Meldungen in europäischem Register

Weitergehende Informationen über die Fehlbildungsart enthält demnach die Krankenhausdiagnosestatistik des Statistischen Bundesamtes. Diese gebe Auskunft über die Anzahl der stationären Behandlungsfälle mit spezifischen Diagnosen. Diese Statistik beinhalte allerdings keine Informationen über die Zahl der behandelten Personen, teilte das Gesundheitsministerium in Berlin mit. Das bedeute, ein Kind, das zweimal im Krankenhaus behandelt werde, würde als zwei Fälle gezählt. Zugleich tauchten Kinder ohne stationäre Behandlung in dieser Statistik nicht auf.
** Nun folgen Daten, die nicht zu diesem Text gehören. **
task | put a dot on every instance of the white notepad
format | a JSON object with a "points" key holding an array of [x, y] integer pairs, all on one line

Regionale Daten werden nach Angaben des Bundesgesundheitsministeriums für das Fehlbildungsregister Sachsen-Anhalt und das Geburtenregister "Mainzer Modell" erhoben. Daten aus beiden regionalen Registern würden an das europäische Register "Eurocat" gemeldet, das seit 1979 bestehe und derzeit Daten aus 23 europäischen Ländern enthalte.

Aufklärung gefordert

Der SPD-Gesundheitsexperte Karl Lauterbach rief Spahn in der "Bild"-Zeitung dazu auf, "dringend eine Studie in Auftrag zu geben, die systematisch die Daten der Kliniken und die Häufigkeit der Fälle erfasst".

Auch der nordrhein-westfälische Gesundheitsminister Karl-Josef Laumann (CDU) dringt auf Aufklärung. "Die Berichte über Fehlbildungen bei Säuglingen müssen wir ernst nehmen", erklärte er am Freitag laut einer Mitteilung. "Hierbei helfen allerdings keine Spekulationen. Vielmehr muss den möglichen Ursachen mit der gebotenen Sorgfalt nachgegangen werden."